Warsaw’s Royal Castle is the old residence of Polish monarchs towering over the oldest part of the city with a historic set old burgher houses. Having been reconstructed after the total WW II destruction, they have entered the UNESCO World Heritage List.
The beginning of the Royal Castle and the oldest part of the adjacent town complex defined as the Old Town, dates back to the 14th c. when Duke Boleslaus II of Mazovia united his duchy and raised a wood and earthen fortified town. With time, the castle grew to become the main Ducal residence and was extended as a brick construction. Also the town complex expanded, and the stone Church of St. John (today the Cathedral) as well as the Town Hall located at the centre of the houses now forming the Market Square were built. Subsequently, the complex was surrounded by a stone wall with town gates and a keep.
In the first half of the 16th c., after Mazovia had been definitely incorporated into the Kingdom of Poland by Sigismund I the Old, the Castle gained its Royal status. It finally became the seat of the court and of the highest country’s authorities at the turn of the 16th and 17th centuries when Sigismund III Vasa made it his permanent, though constantly extended residence. What expanded too was the Old Town gradually gaining more sumptuous burgher houses raised in compliance with the currently followed styles and the Market Square where one could purchase all the imaginable luxury commodities.
During the so-called Swedish Deluge in the 17th c., the Castle was badly devastated to regain its splendour only under Poland’s last King Stanislaus Augustus Poniatowski. The Castle’s interiors were then decorated by the period’s most renowned artists: Johann Christian Kamzetzer or Marcello Bacciarelli. Moreover, it was there that in 1791 the first in Europe and the second worldwide modern constitution was adopted.
The period in which Poland lost its statehood and its territories were partitioned among its neighbours was the time of some stagnation in the Castle’s development. At the time it served as the seat of the Russian partition authorities, and many precious collections were then taken to Russia. Also the Old Town deteriorated. Having been deserted by wealthier burghers, its houses became tenement ones with the Market Square turning into the marketplace. The Town Hall, defensive walls, and town gates were pulled down, this giving some open space for the Zamkowy (Castle) Square.

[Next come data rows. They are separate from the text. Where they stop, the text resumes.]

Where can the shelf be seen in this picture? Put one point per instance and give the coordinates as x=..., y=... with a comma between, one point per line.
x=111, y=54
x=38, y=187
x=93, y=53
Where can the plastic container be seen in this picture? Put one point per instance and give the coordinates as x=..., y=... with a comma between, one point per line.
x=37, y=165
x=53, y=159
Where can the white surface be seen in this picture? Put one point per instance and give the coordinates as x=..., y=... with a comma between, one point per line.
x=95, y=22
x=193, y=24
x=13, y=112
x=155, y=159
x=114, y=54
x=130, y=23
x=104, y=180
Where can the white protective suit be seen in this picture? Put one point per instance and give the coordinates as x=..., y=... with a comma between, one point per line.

After Poland had regained independence in 1918, the Castle again turned into one of the central edifices in the capital, with time becoming Poland’s President’s residence. The revitalized building provided a stately venue for meetings of state leaders, celebration of national holidays, and a museum. Moreover, the renovated Old Town had the neglected houses restored to their former splendour. With the outbreak of WW II, the Castle and the Old Town were destroyed in Nazi air raids; after the defeat of the Warsaw Uprising in 1944, they were blown up by the Germans.
Following WW II, the Communist authorities relatively promptly agreed to having the Old Town rebuilt. In 1955, its houses regained their 18th-c. outlook. It took a long time, however, for the decision to rebuild the Castle to be made, with the reconstruction actually launched as late as in 1971. The edifice was reconstructed thanks to the generous donations of Poles and Polish community abroad and opened to the public in 1984. By that time, however, the reconstruction of the interiors, the renovation of the Copper-Roof (Pod Blachą) Palace, and of the Kubicki Arcades had not ended, the latter actually opening only in 2009.
Today the Royal Castle is a Baroque and Neo-Classicist complex composed of genuine cellars, the main pentagon-shaped body with e.g. the Knights’ Hall, Former Deputies’ Hall, King Stanislaus Augustus’ apartments, the Kubicki Arcades from the side of the Vistula, and the Copper-Roof Palace adjacent to the Castle from the south.
The unprecedented in history re construction of the Castle and the Old Town was appreciated by UNESCO and in 1980 both facilities entered its List of World Heritage Sites. The richly decorated Castle, with its precious art works by Rembrandt, Canaletto, and Bacciarelli, today serves as a popular venue for conferences and exhibitions. It has been visited by royalties, presidents, and famous artists. The historic part of the city, located just next door to the city centre, is a traditional place for family walks, while the Old Market Square with its cosy restaurants and cafés, continues a favourite dating site and destination for many Polish and foreign tourists raving about the beauty of those extraordinary monuments.